To get across the country, each evacuee needs nearly a week's worth of food. Even if someone can get out of the country, once they're in Poland, new problems emerge. The border town, "not much bigger than Hicksville" and six hours from Warsaw, is full of "hundreds of thousands of refugees," said Mr. Kalas. "You can't get hotel rooms, supermarkets are empty, resources are thin." For fleeing Ukrainians who do not speak Polish (less than one-third of Ukrainians do, according to kyivpost.com), having to navigate the next moves is difficult.

"The agencies are doing a phenomenal job at the border crossings, but it's an impossible problem. It's like the number pi, there is just no ending," he said. "At the border, there's just not enough space."

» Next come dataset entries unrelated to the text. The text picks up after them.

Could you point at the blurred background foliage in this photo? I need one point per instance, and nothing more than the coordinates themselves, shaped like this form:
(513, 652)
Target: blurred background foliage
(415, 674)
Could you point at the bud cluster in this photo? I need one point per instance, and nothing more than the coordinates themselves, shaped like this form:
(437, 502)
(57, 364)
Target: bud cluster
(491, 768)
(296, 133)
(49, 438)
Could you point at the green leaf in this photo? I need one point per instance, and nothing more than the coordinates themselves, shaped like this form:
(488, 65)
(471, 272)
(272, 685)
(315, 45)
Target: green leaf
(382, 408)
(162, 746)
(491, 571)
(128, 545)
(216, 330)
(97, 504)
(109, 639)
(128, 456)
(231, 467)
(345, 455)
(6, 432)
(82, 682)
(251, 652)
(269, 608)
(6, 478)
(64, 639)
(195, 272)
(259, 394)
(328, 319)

"The journey is just insane. It's mind boggling," he said. For a young, healthy person, it's difficult. "What if you're a 75-year-old man or woman, or a single mom with an infant? It's extremely tough."

Mr. Kalas has no military experience. He is scared, but resolved to the situation, one which, he said he could not plan for anyway. "Originally, I thought I might try to come for a week or two, maybe three, and see if I'm useful at all." Once on the ground, he realized the extent of the need and now believes he will be there for many months. A visit to his market's website, hellooma.com, this week, featured a pop-up window saying the business is for sale, and a donation box pointed to volunteerua.com to help his humanitarian efforts on behalf of Ukrainians. 

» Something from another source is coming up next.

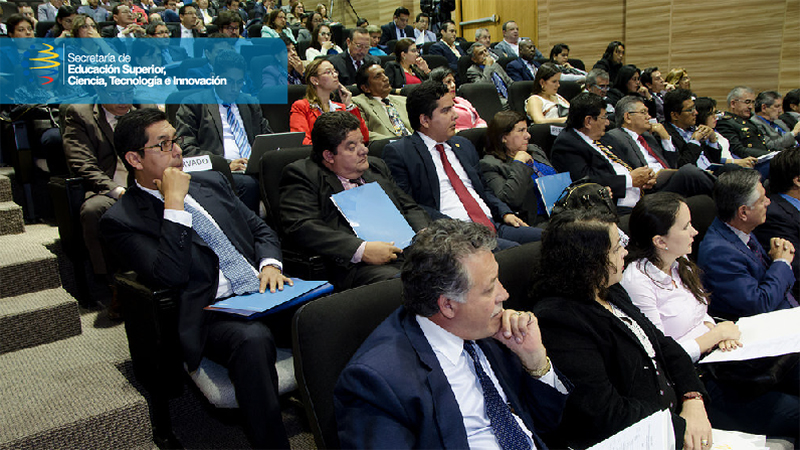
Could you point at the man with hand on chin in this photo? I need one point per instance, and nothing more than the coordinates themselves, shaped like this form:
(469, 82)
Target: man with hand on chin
(451, 368)
(192, 234)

"I'm not returning to the U.S. any time soon," he said. "There's a lot of help that's needed."

"I'm pretty optimistic about Ukraine's chances of winning. There's going to be a lot of help needed after that happens. If for some reason that doesn't happen, there's still going to be a lot of help needed."

He worries about the news cycle. He's afraid this is the hot topic of the moment but like other humanitarian crises, a year later, the American public will move on, even though people remain in dire straits. The best thing Americans can do, he said, is to send financial aid and call their representatives. "I still believe in American democracy as much as it's been hurt over the last decade. I still want to believe that if enough of us do this thing, that it will make a difference."

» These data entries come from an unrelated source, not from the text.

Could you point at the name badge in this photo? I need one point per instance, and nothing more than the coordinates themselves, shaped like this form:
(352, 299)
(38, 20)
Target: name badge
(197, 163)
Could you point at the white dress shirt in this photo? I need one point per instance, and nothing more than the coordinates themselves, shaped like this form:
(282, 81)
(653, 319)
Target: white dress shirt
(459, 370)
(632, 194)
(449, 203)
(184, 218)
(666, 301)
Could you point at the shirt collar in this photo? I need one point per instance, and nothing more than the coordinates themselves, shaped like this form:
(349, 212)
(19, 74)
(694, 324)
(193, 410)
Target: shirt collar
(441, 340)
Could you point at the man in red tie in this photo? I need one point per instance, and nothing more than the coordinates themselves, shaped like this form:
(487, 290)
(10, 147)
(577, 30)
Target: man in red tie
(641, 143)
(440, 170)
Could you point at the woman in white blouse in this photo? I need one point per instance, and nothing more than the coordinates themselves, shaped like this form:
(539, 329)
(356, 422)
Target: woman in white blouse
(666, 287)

There are moments in life, maybe the birth of a child, or the death of a parent, when an obvious new chapter has begun. New lessons are learned. In the two very long weeks Mr. Kalas has spent on the ground in Ukraine he says he has "received confirmation that one person can make a difference. That's important in a realm where everybody passes the buck and says, 'I'll let somebody else take the reins on this one.' "

"The amount of people protesting in Russia, in Switzerland, in the U.S., and in Spain, that's all a sign that people are believing in themselves and making a change when their government isn't acting fast enough."

"For me, it was my kid that made me want to come back here. We left, and we were safe, and it was my kid that encouraged me to do it," he said.

Mr. Kalas was in downtown Manhattan when superstorm Sandy hit in October of 2012, the closest thing to the "pandemonium" in Ukraine that he had experienced previously. He noted that even though Sandy occurred in a couple of the richest states, in the richest country in the world, people still struggled. 

Contrast that with Ukraine where "You've got two times as many people . . . but with fewer resources."

"Imagine Superstorm Sandy, but everyone's shooting at one another," he said. "It's like that."